Revealing the Prevalence and Consequences of Food Insecurity in Children with Epilepsy.

Abstract

Food insecurity (FI) affects more than one in five American children and is increasingly addressed during pediatric primary care. Its relevance during subspecialty care, including in the treatment of chronic conditions like epilepsy, is largely unknown. This study sought to determine the FI prevalence among children with epilepsy and examine the relationship between FI and healthcare utilization, health-related quality-of-life (HR-QOL), and medication side effect control. This was a retrospective cohort study using electronic health record data from children, aged 2-17 years, seen for epilepsy management at an academic pediatric hospital. The primary predictor was household FI status, determined using a validated screening tool employed in the hospital's pediatric neurology clinics. The primary outcome was unplanned healthcare utilization in the 6 months following initial FI screen. Secondary outcomes were standardized, validated assessments of HR-QOL and epilepsy medication side effects. Nearly 14% of the 691 children seen in the clinics for epilepsy lived in food insecure households. The impact of FI on healthcare utilization varied by race.
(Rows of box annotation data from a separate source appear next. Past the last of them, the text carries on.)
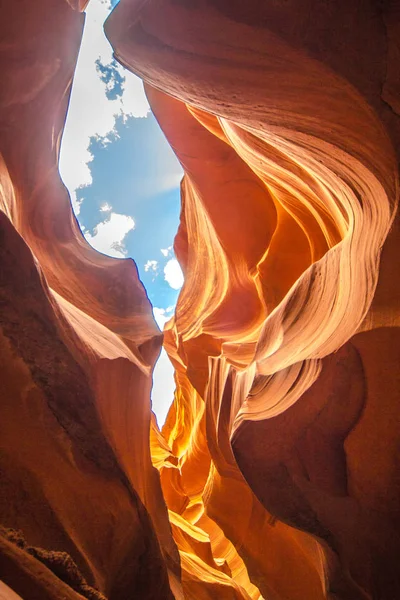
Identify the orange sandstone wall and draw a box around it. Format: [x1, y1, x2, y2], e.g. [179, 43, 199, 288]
[0, 0, 180, 600]
[106, 0, 400, 600]
[0, 0, 400, 600]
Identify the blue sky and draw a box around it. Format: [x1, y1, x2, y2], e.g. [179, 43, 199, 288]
[60, 0, 183, 425]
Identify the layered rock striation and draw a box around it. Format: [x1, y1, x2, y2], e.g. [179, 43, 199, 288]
[0, 0, 400, 600]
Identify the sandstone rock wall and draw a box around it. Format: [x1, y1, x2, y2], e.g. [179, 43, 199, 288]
[0, 0, 400, 600]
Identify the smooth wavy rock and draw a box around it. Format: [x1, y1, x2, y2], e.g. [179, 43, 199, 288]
[0, 0, 181, 600]
[106, 0, 400, 600]
[0, 0, 400, 600]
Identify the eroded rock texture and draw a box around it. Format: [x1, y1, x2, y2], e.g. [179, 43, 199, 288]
[0, 0, 400, 600]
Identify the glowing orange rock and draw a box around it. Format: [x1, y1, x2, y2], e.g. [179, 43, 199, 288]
[0, 0, 181, 600]
[106, 0, 400, 600]
[0, 0, 400, 600]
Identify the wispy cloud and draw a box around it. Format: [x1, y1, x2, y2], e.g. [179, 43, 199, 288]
[164, 258, 184, 290]
[60, 0, 149, 214]
[84, 213, 135, 258]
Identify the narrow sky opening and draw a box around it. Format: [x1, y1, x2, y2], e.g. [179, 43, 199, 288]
[60, 0, 183, 427]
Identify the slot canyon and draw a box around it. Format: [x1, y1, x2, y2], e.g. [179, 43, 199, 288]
[0, 0, 400, 600]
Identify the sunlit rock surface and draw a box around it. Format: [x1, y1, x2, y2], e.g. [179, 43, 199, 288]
[0, 0, 400, 600]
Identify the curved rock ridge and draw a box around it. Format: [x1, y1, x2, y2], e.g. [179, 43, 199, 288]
[0, 0, 400, 600]
[0, 0, 181, 600]
[105, 0, 400, 600]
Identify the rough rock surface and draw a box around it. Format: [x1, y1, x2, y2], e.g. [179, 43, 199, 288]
[0, 0, 400, 600]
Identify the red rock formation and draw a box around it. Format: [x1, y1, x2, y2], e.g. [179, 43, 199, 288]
[0, 0, 400, 600]
[0, 0, 180, 600]
[106, 0, 400, 600]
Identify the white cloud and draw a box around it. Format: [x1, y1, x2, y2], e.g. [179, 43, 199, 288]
[153, 306, 175, 330]
[164, 258, 184, 290]
[144, 260, 158, 273]
[60, 0, 149, 215]
[85, 213, 135, 258]
[151, 346, 175, 428]
[161, 246, 172, 257]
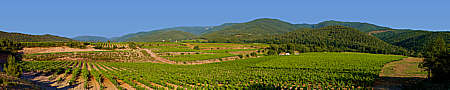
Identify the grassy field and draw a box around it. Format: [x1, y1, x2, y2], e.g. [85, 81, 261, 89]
[103, 53, 405, 88]
[25, 52, 405, 89]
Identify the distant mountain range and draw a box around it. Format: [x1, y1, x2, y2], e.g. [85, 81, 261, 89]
[72, 36, 109, 42]
[0, 31, 75, 42]
[104, 18, 391, 42]
[0, 18, 450, 56]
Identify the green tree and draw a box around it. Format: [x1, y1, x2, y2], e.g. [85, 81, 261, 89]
[421, 37, 450, 81]
[4, 55, 22, 77]
[194, 46, 200, 50]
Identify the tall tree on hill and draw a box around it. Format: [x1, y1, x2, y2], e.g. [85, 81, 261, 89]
[421, 37, 450, 81]
[4, 55, 22, 77]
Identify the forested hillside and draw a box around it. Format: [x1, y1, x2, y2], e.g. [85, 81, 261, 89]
[111, 23, 235, 41]
[125, 30, 195, 42]
[0, 31, 75, 42]
[373, 30, 450, 57]
[312, 20, 390, 32]
[112, 18, 390, 43]
[72, 36, 109, 42]
[256, 26, 407, 54]
[203, 18, 297, 43]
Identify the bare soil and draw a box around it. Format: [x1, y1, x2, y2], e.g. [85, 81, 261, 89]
[102, 78, 119, 90]
[117, 79, 136, 90]
[21, 46, 105, 54]
[373, 57, 427, 90]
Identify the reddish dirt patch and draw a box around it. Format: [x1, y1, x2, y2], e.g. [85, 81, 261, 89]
[373, 57, 426, 90]
[133, 80, 154, 90]
[94, 63, 108, 71]
[117, 79, 136, 90]
[229, 50, 258, 54]
[89, 77, 100, 90]
[21, 46, 105, 54]
[89, 63, 98, 71]
[380, 57, 427, 78]
[143, 49, 177, 64]
[102, 77, 118, 90]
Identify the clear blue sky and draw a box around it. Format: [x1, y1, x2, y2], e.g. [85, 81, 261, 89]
[0, 0, 450, 37]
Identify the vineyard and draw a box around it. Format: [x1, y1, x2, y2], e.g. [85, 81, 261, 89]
[19, 52, 405, 90]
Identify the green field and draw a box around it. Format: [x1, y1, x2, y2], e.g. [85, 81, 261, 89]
[162, 53, 237, 61]
[25, 52, 405, 89]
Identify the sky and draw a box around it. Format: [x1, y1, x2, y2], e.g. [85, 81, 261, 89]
[0, 0, 450, 37]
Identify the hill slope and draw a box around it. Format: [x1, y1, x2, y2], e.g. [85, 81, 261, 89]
[257, 26, 407, 54]
[203, 18, 297, 42]
[0, 31, 75, 42]
[373, 30, 450, 56]
[313, 20, 390, 32]
[72, 36, 109, 42]
[125, 30, 195, 42]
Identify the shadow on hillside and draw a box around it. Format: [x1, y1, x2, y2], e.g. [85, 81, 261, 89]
[373, 77, 450, 90]
[22, 72, 78, 90]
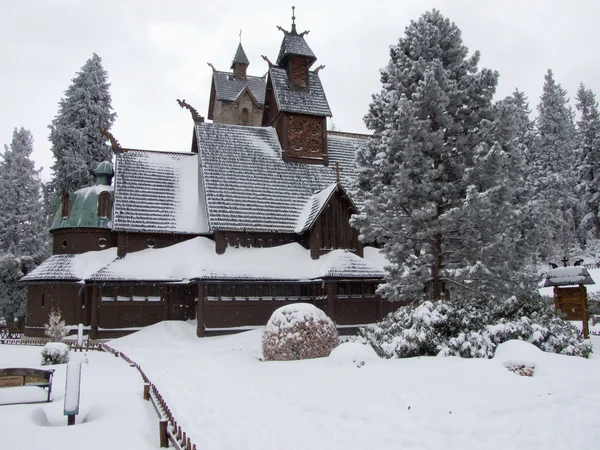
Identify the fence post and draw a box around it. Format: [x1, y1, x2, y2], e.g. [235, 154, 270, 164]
[158, 419, 169, 448]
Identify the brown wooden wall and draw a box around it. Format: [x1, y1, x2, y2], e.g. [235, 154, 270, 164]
[117, 232, 204, 256]
[26, 283, 89, 336]
[52, 228, 117, 255]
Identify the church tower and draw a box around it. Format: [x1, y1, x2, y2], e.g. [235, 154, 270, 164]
[262, 7, 331, 164]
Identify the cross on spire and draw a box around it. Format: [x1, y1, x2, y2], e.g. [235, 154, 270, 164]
[333, 163, 342, 184]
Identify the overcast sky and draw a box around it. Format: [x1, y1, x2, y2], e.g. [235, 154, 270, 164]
[0, 0, 600, 179]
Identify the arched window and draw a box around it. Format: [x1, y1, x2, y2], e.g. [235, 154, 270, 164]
[98, 191, 110, 219]
[61, 192, 71, 218]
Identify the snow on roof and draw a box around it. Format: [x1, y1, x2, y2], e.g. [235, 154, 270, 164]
[213, 71, 267, 108]
[196, 123, 364, 233]
[544, 266, 596, 287]
[277, 32, 317, 65]
[21, 248, 117, 282]
[88, 237, 383, 282]
[113, 150, 209, 233]
[269, 67, 331, 117]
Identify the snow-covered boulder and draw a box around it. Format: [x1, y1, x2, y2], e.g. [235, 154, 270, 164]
[329, 342, 379, 368]
[42, 342, 69, 366]
[262, 303, 339, 361]
[494, 339, 543, 377]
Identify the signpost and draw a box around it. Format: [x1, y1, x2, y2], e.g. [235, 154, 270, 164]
[64, 361, 81, 425]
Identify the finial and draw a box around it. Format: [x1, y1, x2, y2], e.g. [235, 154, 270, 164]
[177, 99, 204, 123]
[100, 128, 123, 159]
[260, 55, 273, 69]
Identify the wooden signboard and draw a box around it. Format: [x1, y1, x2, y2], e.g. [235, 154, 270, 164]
[554, 284, 590, 339]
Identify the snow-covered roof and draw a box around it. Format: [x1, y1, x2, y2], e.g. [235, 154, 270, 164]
[113, 150, 208, 234]
[196, 123, 364, 233]
[269, 67, 331, 117]
[88, 237, 383, 282]
[277, 31, 317, 65]
[213, 71, 267, 108]
[544, 266, 596, 287]
[21, 248, 117, 282]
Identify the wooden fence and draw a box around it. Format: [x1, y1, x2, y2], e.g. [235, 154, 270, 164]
[102, 344, 196, 450]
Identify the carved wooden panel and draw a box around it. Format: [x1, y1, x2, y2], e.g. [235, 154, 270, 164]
[288, 116, 323, 158]
[292, 57, 307, 86]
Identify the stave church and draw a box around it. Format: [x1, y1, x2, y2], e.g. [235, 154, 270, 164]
[22, 12, 398, 339]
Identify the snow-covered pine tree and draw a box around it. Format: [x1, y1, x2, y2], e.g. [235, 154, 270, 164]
[575, 84, 600, 244]
[353, 10, 532, 299]
[49, 53, 116, 198]
[530, 70, 580, 260]
[0, 128, 49, 322]
[0, 128, 48, 257]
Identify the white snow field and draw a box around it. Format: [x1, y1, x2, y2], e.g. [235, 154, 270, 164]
[109, 322, 600, 450]
[0, 322, 600, 450]
[0, 345, 158, 450]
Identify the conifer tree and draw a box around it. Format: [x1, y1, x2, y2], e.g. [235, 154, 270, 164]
[576, 84, 600, 240]
[353, 10, 533, 299]
[49, 53, 116, 198]
[530, 70, 580, 259]
[0, 128, 49, 321]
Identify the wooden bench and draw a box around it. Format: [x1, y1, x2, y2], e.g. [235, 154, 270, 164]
[0, 368, 54, 402]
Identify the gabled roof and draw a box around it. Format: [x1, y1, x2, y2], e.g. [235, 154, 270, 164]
[21, 248, 117, 283]
[544, 266, 596, 287]
[87, 237, 383, 283]
[277, 29, 317, 66]
[231, 42, 250, 69]
[113, 150, 208, 234]
[213, 72, 267, 108]
[196, 123, 364, 233]
[269, 67, 331, 117]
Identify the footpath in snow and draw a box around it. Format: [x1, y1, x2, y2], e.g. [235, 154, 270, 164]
[110, 322, 600, 450]
[0, 345, 158, 450]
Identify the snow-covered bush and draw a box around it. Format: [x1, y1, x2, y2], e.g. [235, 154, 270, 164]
[42, 342, 69, 366]
[44, 309, 69, 342]
[356, 295, 592, 358]
[262, 303, 339, 361]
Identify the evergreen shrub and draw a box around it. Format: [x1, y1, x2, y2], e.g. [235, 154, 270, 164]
[262, 303, 339, 361]
[356, 295, 592, 358]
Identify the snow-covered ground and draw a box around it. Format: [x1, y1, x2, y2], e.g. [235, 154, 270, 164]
[110, 322, 600, 450]
[0, 345, 158, 450]
[0, 322, 600, 450]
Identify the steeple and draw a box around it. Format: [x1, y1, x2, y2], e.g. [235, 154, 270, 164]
[231, 30, 250, 80]
[276, 6, 317, 88]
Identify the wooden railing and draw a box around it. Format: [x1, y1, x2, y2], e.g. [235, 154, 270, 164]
[102, 344, 196, 450]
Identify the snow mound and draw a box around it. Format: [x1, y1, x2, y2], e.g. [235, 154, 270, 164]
[329, 342, 379, 368]
[494, 339, 544, 377]
[262, 303, 339, 361]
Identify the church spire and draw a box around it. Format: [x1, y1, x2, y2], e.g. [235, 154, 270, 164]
[231, 37, 250, 80]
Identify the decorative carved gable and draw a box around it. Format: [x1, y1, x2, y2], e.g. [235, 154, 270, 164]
[310, 188, 363, 259]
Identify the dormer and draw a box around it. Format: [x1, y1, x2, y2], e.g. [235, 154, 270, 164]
[208, 43, 266, 127]
[262, 9, 331, 164]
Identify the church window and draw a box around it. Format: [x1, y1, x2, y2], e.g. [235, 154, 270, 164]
[98, 191, 110, 219]
[62, 192, 71, 219]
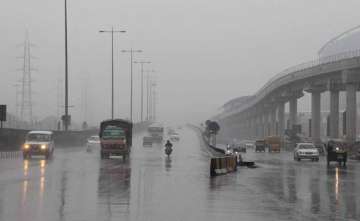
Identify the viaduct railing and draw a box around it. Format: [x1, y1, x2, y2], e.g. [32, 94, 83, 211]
[215, 49, 360, 118]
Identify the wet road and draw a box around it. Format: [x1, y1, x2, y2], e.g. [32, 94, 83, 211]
[0, 128, 360, 221]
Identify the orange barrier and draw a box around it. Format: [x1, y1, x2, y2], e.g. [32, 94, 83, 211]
[210, 156, 237, 176]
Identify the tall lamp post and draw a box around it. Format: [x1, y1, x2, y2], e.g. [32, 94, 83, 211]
[121, 48, 142, 122]
[134, 61, 151, 122]
[146, 70, 155, 120]
[99, 27, 126, 119]
[62, 0, 70, 131]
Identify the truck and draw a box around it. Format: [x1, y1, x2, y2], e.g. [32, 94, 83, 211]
[99, 119, 133, 160]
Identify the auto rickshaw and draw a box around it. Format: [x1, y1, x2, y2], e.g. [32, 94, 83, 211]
[255, 140, 266, 152]
[326, 140, 348, 166]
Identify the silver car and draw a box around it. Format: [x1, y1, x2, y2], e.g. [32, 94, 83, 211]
[294, 143, 319, 161]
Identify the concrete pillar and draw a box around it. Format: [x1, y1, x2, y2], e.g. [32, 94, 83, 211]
[330, 90, 339, 138]
[262, 113, 268, 137]
[288, 97, 297, 129]
[270, 107, 276, 136]
[277, 102, 285, 137]
[346, 84, 357, 143]
[311, 91, 321, 143]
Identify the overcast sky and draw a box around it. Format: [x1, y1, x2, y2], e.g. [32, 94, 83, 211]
[0, 0, 360, 127]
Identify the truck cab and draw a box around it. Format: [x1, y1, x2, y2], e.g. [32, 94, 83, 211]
[22, 131, 55, 159]
[99, 119, 132, 159]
For Caucasians, healthcare utilization rates were significantly higher among food insecure individuals than food secure individuals (37 vs. 17%, p = 0.003). Among African Americans, healthcare utilization rates did not vary with food security status (p = 0.6). Children in food insecure households had lower HR-QOL (p < 0.0001) and higher medication side effects (p = 0.0005). FI is common among children with epilepsy and may influence adverse health outcomes. Further exploration into how FI and other social determinants influence management of and determine outcomes for chronic diseases is warranted.